Being green has nothing to do with wealth

 

/ Environment

29 Jan 2013

 
(c) Ryan Hyde

Environmentalism is about values, not income, new research shows

 
New research shows that being green is not linked with accumulating wealth     Photo © Ryan Hyde

Personal income makes no difference to how much people care about the natural environment, new research from the University of Bristol shows.

Published in the European Sociological Review, the paper reveals that poor people and poor countries prioritise protecting the environment just as much as richer people and richer countries.

Previous research has suggested that richer people are usually ‘greener’, but the new study is the most comprehensive analysis of the relationship between income and environmental attitudes yet.

Dr Malcolm Fairbrother of Bristol’s School of Geographical Sciences compared surveys from 78 nations and analysed data collected over more than a decade by the World Values Survey programme, which started measuring public opinion about the environment in the late 1980s.

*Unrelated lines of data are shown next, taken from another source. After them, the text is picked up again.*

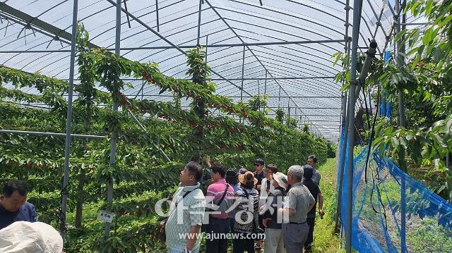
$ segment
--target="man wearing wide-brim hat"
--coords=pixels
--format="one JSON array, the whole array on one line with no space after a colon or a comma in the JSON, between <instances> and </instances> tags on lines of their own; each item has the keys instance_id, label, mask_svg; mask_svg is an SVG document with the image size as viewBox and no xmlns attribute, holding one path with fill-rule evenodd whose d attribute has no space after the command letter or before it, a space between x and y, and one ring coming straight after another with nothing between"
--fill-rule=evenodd
<instances>
[{"instance_id":1,"label":"man wearing wide-brim hat","mask_svg":"<svg viewBox=\"0 0 452 253\"><path fill-rule=\"evenodd\" d=\"M288 221L285 219L282 226L284 246L287 253L302 252L309 230L306 222L307 214L316 204L311 192L302 183L303 174L301 166L289 167L287 184L291 187L285 199L284 208L278 209L279 215L288 217Z\"/></svg>"},{"instance_id":2,"label":"man wearing wide-brim hat","mask_svg":"<svg viewBox=\"0 0 452 253\"><path fill-rule=\"evenodd\" d=\"M265 228L265 252L285 253L282 233L282 219L278 218L276 210L282 207L283 198L286 195L287 177L280 172L273 174L270 190L262 216Z\"/></svg>"},{"instance_id":3,"label":"man wearing wide-brim hat","mask_svg":"<svg viewBox=\"0 0 452 253\"><path fill-rule=\"evenodd\" d=\"M236 193L235 223L234 231L242 234L235 237L234 252L254 252L254 240L250 237L257 232L259 195L254 186L257 179L251 171L239 175L240 190Z\"/></svg>"}]
</instances>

Respondents were asked a series of questions about their willingness to pay money to prevent pollution, and about how serious they perceived different kinds of problems to be in their communities.

Dr Fairbrother said: “The analysis looked at differences not just across countries at a given time, but also patterns in how environmental concern has changed as national economies have developed. Sometimes people talk about environmentalism like it’s a kind of luxury good, which you can only really afford once you have enough income. But it turns out that’s not true: as countries get richer, they don’t get any more green than before. Even in quite poor countries, most people say the environment is important to them.”

Dr Fairbrother added that there are many reasons why poorer people would be so concerned about the environment: “Think about the pollutants in the air around power plants and incinerators, for example, or about how climate change is leading to higher sea levels off the coast of Bangladesh.

“We all suffer the costs of other people’s pollution, but the poor probably get the worst deal in terms of costs relative to benefits.”

The study did find that within countries at a given level of development, people earning higher incomes said they were more willing to pay more to protect the environment, but only slightly – on other questions there was no significant difference. Overall it was found that people’s environmental attitudes were less tied to income than to their basic values.